Bots are not worms but are the maggot stage of a large fly, the Bot Fly or Gadfly, which is active during the summer months buzzing around horses and ponies at grass and laying eggs on the hairs of the coat.
Bot eggs are extremely common around the shoulders, neck and legs of a horse or pony where they appear as tiny yellow, white, or grey specks attached to the hairs.
When a horse licks his coat, or a companion's, he will ingest, or swallow, the bot eggs.
Once eaten the bot fly eggs hatch and tiny larvae burrow through the soft tissue in the horse's intestinal tract.
Eventually the larvae appear as large maggots in the stomach of a horse or pony during the winter months.
There may be large groups of these unpleasant parasites fixed to the wall of the horse's stomach where they can cause erosions and ulcers.
The larvae can also be a cause of colic.
Visible clinical signs can be difficult to pin down, but badly parasitised horses are dull, in poor condition and often lethargic.
Bot infestation often occurs in a horse which also has an infestation of other worms lower in his gut.
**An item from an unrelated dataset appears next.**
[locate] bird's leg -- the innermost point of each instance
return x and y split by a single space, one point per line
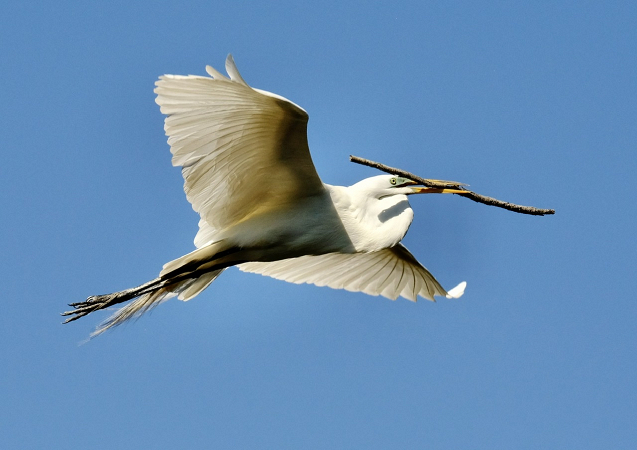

It can be difficult to distinguish which is causing the symptoms in the horse.
The main internal medical symptoms resulting from a bot infestation are: Stomach ulcers, peritonitis, colic, blockages in the stomach and, in the early stages, pockets of pus in the mouth of the horse.
Treatment must be aimed at removing the bots during the winter before they let go of their hold on the stomach wall and pass down the gut to emerge in the horse's droppings.
Dosing a horse with a Bot Wormer in the middle of winter will help to break the life cycle of these parasites.
Using equine insect repellant and fly sheets on your horse during the summer may help to reduce the level of bot infestation - but it will be impossible to stop all bot flies.
Regular removal and disposal of droppings from the horse's pasture will help to prevent some of the larvae burrowing down into the soil and hatching into bot flies.
It can be quite difficult and fiddly to remove bot eggs from a horse or pony's coat.
Popular methods of removing are:
Once the eggs have been removed applying baby oil to the horse's coat may prevent new eggs sticking.